4. Treat your pipeline as a product for resiliency and fast feedback loops

Your delivery pipeline encompasses everything that must be done in order to release an application change. This includes code changes, infrastructure changes, and configuration updates. A pipeline is the orchestration of activities, whereby some of them require environments for testing, QA, up to production.

4.1 Make your pipeline the single route to production

The tools used in most delivery pipelines are treated poorly - poorly maintained, patched, backed up, etc - and yet, if these tools were to break down, a company’s ability to release software would be brought to a halt. Tools are also not regularly updated, missing out on useful new features. Often because no-one feels responsible for them. It is shocking how many forward thinking, diligent teams, where emphasis is put on code quality, can neglect the suite of tools they so heavily rely upon.

As the pipeline is your route to production, it becomes a part of production as well and all its parts should be treated as such. Pipeline configuration should be in source control, secrets should be secured, and backups taken regularly. Another activity that takes place in production is monitoring and logging. They should also be present in your pipeline tooling.

4.2 Your pipeline is now a product: invest in it

High performing teams deploy changes to production multiple times per day (ForsgrenHumbleKim2017). They rely on the delivery pipeline to build, secure, test and validate those changes before deployment. The pipeline is the system through which work flows into the customer’s hands.

In other words, the software delivery system has now become an essential product for internal use in any organization producing modern software. Because the delivery system is often a composition of 3rd party tools (vendor or open source or a mix) with some “glue code” (scripts), configurations and customizations, it is tempting to look at it as just another set of tools, not as a full-fledged system that provides a critical service to the organization (Christian Deger recommends thinking of it as “CD-as-a-Service” (Deger2018b), an approach taken by ING Bank (Romano2017) for example).
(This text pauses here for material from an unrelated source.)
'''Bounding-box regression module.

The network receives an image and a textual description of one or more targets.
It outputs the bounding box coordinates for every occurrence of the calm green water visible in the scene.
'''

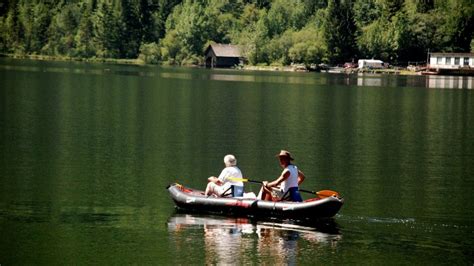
[1,58,473,264]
Instead, we should be thinking of modern IT as running at least three types of interconnected systems (inspired by a conversation with Mirco Hering (Hering2018)):

  • customer-facing business systems (we include here internal customers as well)
  • operations-facing runtime health check systems (including monitoring, alerting and repairing)
  • development-facing software delivery systems

All of them need to be managed as critical systems for the organization, not just the customer-facing apps or services. Without reliable runtime health checks, we won’t be aware that a customer-facing system is facing issues until customers are complaining. Without fast and safe delivery, we can’t put out fixes predictably and with confidence.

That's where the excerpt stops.